# Produce SNP density plots for ***common*** SNPs
## for 1323-genotype SNP set filtered to all SNPs with MAF *above* 0.05

##### We can make SNP density plots for 
###### 1) 1323-genotype SNP set 
###### -and- 
###### 2) 917-genotype SNP set 
###### -both with- 
###### A) minor allele frequency (MAF) lower threshold of 0.05 and 
###### B) maximum MAF of 0.05

<div class="alert alert-block alert-info"> Note: In this initial version of this notebook, the only SNP density plots produced are for 1A: the 1323-genotype SNP set filtered to SNPs of at least 0.05 MAF threshold. Upon inspection of this along with a complementary version of the notebook for analyzing rare SNPs, we will make a determination as to next steps.  </div>

##### Let's also write an R function for identifying gaps between SNPs (at bottom of notebook, after making SNP density plots)

Load data in PLINK binary format into `R` using `snpStats::read.plink` (available through Bioconductor repository)

In [None]:
install.packages("snpStats") # install from CRAN for sake of simplicity

In [None]:
if (!require("BiocManager", quietly = TRUE))
    install.packages("BiocManager")
BiocManager::install(version = "3.10")

In [None]:
BiocManager::install("snpStats")

#### 1A) 1323-genotype SNP set filtered with lower MAF threshold of 0.05

In [None]:
library(snpStats)

In [None]:
geno1323_maf05 <- read.plink("../00_SNP_format_conversions/1323_cohort_maf0.05_defaultmissingrates.snp.pass.bed")
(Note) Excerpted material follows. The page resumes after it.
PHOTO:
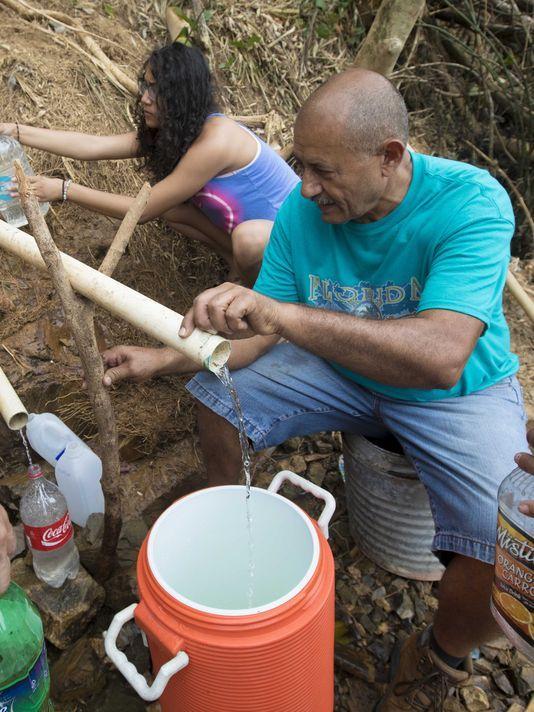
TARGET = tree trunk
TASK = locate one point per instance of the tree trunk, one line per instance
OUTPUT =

This data is loaded in `snpMatrix` format, explained in the vignette documentation here http://www.bioconductor.org/packages//2.7/bioc/vignettes/snpMatrix/inst/doc/snpMatrix-vignette.pdf

##### Let's inspect this data to determine what steps are needed to get it into the appropriate format for `CMplot`

In [None]:
# show(geno1323_maf05)

The `map` attribute contains the SNPs themselves – this is the data we need to pass to `CMplot`

In [None]:
#install.packages("CMplot")

In [None]:
library(CMplot)

In [None]:
#?CMplot

The `CMplot` documentation notes a few important criteria for preparing our data in the appropriate format.<br>
1. Data must be in a `dataframe` object.
2. "The first column is the name of SNP, the second column is the chromosome of SNP, the third column is the position of SNP, and the remaining columns are the P-value of each trait(Note:each trait a column)"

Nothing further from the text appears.